Source: J Pat Carter, AP
Zack Greinke– Okay, we’re done with the warmup act. Now, we can get to the headliners. Look, we all know how important the three Ohio-bound position players have been for the team, but ten years from now, no one will look back at any of their numbers and say, “Now THAT was a season to remember!” The same cannot be said of the Dodgers’ two phenominal aces, anchoring not just their own team, but the entire National League. When one thinks of the Los Angeles Dodgers historically, one thinks of starting pitching, and that has rarely been more true than this season. If Zack Greinke isn’t starting the game on Tuesday, Major League Baseball will need to open an investigation.
Incidentally, many of the same things said about Adrian Gonzalez can be said about Zack Greinke. Among them, he’s not Hall of Fame bound (yet), but is certainly Hall of Fame ballot bound. He was signed in a deal with measured praise at the time- an upgrade who supposedly wasn’t worth the price, when in actuality, it has been a bargain. Also similar to Gonzalez is his quiet determination- not a very animated guy, to say the least, but as fierce a competitor as one can imagine. (Note the way he takes his at-bats.) And finally, like the Dodger first baseman, Zack Greinke has changed teams far more than someone of his ability should.

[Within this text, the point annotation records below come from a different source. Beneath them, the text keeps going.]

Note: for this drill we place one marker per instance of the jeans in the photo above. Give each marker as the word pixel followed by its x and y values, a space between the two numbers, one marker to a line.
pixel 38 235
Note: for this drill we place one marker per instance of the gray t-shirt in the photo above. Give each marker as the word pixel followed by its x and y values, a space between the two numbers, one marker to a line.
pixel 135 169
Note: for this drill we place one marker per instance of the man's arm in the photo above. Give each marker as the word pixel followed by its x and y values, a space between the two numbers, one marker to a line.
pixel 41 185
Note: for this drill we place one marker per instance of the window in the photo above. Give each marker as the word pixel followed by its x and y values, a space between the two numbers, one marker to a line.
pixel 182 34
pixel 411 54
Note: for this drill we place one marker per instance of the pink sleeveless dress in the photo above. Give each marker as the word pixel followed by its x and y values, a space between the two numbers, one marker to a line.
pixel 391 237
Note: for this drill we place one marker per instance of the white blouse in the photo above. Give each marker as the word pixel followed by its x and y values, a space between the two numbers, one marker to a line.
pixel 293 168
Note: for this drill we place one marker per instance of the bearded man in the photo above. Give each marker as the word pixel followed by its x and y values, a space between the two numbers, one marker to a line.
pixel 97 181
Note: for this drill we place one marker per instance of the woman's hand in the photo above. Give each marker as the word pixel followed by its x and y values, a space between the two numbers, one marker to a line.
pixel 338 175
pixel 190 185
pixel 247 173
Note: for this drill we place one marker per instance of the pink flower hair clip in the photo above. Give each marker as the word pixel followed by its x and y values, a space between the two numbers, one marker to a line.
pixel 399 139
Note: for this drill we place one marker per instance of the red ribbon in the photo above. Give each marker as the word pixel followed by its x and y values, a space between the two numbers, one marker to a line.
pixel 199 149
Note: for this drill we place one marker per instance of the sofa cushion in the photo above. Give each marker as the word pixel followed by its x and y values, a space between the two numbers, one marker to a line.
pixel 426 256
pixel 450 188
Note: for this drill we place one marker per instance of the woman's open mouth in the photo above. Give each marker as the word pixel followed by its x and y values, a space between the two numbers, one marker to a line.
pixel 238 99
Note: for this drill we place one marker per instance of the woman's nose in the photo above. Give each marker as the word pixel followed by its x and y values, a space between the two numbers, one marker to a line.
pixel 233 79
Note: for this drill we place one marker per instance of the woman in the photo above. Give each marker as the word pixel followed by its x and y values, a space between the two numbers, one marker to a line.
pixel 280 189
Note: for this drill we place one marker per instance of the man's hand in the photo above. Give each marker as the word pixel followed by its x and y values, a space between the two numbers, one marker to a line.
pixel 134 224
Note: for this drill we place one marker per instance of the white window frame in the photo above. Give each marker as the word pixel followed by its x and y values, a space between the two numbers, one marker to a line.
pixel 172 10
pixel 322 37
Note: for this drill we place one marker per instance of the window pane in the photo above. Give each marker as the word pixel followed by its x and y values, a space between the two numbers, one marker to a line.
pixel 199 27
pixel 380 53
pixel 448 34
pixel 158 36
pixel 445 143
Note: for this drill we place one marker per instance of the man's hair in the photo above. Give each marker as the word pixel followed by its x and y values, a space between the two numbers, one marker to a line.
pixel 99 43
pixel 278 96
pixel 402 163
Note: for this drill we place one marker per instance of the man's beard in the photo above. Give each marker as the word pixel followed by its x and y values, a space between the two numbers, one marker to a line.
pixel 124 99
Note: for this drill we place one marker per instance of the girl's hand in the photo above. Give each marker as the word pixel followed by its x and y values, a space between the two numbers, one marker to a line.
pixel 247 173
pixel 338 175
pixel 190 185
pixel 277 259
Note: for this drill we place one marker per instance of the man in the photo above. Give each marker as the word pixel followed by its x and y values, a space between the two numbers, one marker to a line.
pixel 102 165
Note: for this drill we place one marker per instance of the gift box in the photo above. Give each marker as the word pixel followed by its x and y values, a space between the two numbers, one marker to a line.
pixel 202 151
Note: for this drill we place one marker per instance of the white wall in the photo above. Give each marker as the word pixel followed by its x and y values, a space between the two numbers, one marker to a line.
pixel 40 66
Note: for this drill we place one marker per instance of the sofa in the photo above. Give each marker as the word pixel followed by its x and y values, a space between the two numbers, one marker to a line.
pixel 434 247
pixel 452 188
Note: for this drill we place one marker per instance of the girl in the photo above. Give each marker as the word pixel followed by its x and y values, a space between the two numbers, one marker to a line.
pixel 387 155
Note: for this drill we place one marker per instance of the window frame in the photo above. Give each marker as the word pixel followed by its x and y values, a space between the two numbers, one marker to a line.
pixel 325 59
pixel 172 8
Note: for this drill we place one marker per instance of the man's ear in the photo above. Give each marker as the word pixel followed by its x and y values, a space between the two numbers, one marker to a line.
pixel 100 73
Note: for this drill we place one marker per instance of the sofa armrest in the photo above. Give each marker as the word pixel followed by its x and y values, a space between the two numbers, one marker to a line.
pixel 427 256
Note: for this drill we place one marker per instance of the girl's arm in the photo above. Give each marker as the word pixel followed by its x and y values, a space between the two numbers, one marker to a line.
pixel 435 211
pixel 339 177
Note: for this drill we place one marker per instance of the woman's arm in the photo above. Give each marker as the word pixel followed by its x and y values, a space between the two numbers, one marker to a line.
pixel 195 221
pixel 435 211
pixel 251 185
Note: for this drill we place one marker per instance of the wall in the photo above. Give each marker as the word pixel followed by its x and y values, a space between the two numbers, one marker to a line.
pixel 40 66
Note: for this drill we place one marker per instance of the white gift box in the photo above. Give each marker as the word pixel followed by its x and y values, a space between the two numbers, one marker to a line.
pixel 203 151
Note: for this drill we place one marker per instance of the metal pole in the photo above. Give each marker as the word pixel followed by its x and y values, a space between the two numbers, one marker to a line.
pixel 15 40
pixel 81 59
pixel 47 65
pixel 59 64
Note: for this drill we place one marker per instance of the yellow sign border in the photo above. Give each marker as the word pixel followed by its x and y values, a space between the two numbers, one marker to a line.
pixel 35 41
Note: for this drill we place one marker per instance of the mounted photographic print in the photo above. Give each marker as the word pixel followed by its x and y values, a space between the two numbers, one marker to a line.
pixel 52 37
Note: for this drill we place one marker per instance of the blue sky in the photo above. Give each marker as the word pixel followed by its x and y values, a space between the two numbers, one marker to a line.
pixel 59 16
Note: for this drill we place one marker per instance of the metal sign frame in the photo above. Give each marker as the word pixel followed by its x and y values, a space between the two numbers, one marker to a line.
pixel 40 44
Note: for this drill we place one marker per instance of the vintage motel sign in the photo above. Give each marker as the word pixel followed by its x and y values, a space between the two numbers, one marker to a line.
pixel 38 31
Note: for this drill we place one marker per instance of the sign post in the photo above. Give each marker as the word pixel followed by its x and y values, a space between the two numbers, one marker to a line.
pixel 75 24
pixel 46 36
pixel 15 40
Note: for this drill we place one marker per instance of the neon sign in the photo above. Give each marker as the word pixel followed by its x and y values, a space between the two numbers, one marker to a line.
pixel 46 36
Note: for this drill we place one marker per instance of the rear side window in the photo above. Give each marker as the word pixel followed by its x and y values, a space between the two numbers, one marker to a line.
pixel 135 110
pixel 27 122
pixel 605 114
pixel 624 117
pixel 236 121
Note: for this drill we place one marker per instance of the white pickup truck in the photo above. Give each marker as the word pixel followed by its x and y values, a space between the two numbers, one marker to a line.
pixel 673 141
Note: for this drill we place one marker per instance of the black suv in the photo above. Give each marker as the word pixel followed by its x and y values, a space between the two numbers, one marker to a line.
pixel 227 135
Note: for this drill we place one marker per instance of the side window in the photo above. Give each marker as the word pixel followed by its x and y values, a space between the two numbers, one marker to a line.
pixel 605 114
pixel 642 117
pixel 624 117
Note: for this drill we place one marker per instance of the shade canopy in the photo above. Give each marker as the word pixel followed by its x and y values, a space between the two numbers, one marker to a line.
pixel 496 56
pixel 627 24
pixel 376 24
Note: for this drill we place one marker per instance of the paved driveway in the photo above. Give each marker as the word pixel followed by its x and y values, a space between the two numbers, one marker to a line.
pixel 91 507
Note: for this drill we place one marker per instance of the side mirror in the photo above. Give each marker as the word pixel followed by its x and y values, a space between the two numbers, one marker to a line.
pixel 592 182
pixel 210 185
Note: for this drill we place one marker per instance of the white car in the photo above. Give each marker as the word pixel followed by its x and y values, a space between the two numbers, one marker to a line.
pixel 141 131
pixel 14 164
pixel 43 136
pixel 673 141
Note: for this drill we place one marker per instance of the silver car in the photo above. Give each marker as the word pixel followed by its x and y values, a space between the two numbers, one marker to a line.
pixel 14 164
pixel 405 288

On almost any other team, someone of this description would be an Opening Day starter. But not the Dodgers, because of the next guy.
Source: Chris Carlson, AP
Clayton Kershaw– Much as it was appropriate to start this player list with Joc Pederson, it’s appropriate to save the best for last, ending it was Clayton Kershaw, as he was the last person to be added to the National League squad, somehow. It’s an annual tradition for a successful fanbase’s team to seethe about their guy(s) getting snubbed, but Dodger fans were primed for once-in-a-generation, next level outrage. I’ll be honest- on some level, I was kind of looking forward to it! The very idea of the Giants’ skipper, so publicly snubbing the best pitcher in baseball (even if that wasn’t his intention), was going to make a fun narrative for years to come. Now, we have Kershaw, making another ho-hum mid-July appearance, something that he might not have even wanted to do! (We’ll never know.) But regardless, if you’re going to leave off someone who is both the reigning Cy Young AND MVP winner, you’d better have a really good reason to do so. Bruce Bochy did not. He is fortunate that circumstances bailed him out.
As for Kershaw himself, yes, he’s having an “off year” by HIS measures, mainly due to lack of run-support, and a few more home run balls than he’s accustomed to giving up. But by any other measure, he is still an Ace-of-Spaces, even on a team WITH Zack Greinke. If past seasons are any indication, he will only get stronger as the summer goes on.
So that’s the player list, but we promised SIX Dodgers at the beginning of this, so here’s one more:
Don Mattingly– Making his first All Star appearance since 1989- then as a player, obviously- he is a rare controversial selection for many fans of his OWN team. Seeing how the Dodgers have been in first place all season, it’s been puzzling to listen to the fan reaction when Mattingly’s name is announced at Dodger Stadium, prior to the starting lineups. And yes, we all know about his shortcomings strategically, but that’s hardly a reason not to give a polite applause for your first place team’s skipper! (In small but clearly audible cases, there have actually been BOOS.)
The fact is, Mattingly will never be Joe Maddon. But he has always been a high character guy, demanding the best effort from his players while simulataneously supporting them when they give it. He has navigated through ownership scandals, players demanding more playing time, and various other personnel conflicts. We will see what the rest of the season brings, but so far, he has been the right man for this team, and his selection is well deserved.
After what happened in 2002, you never know WHO will be pitching in extra innings! (source: Claudia Gestro – Baltimore Post Examiner)
With Bud Selig now retired, we hope that we will be able to retire the “This-Time-It-Counts” silliness after this year, as well. But while it’s still with us, let’s also hope that at least this time around, the cause that Greinke, Kershaw and everyone else will be contributing to, will ultimately be their own this October.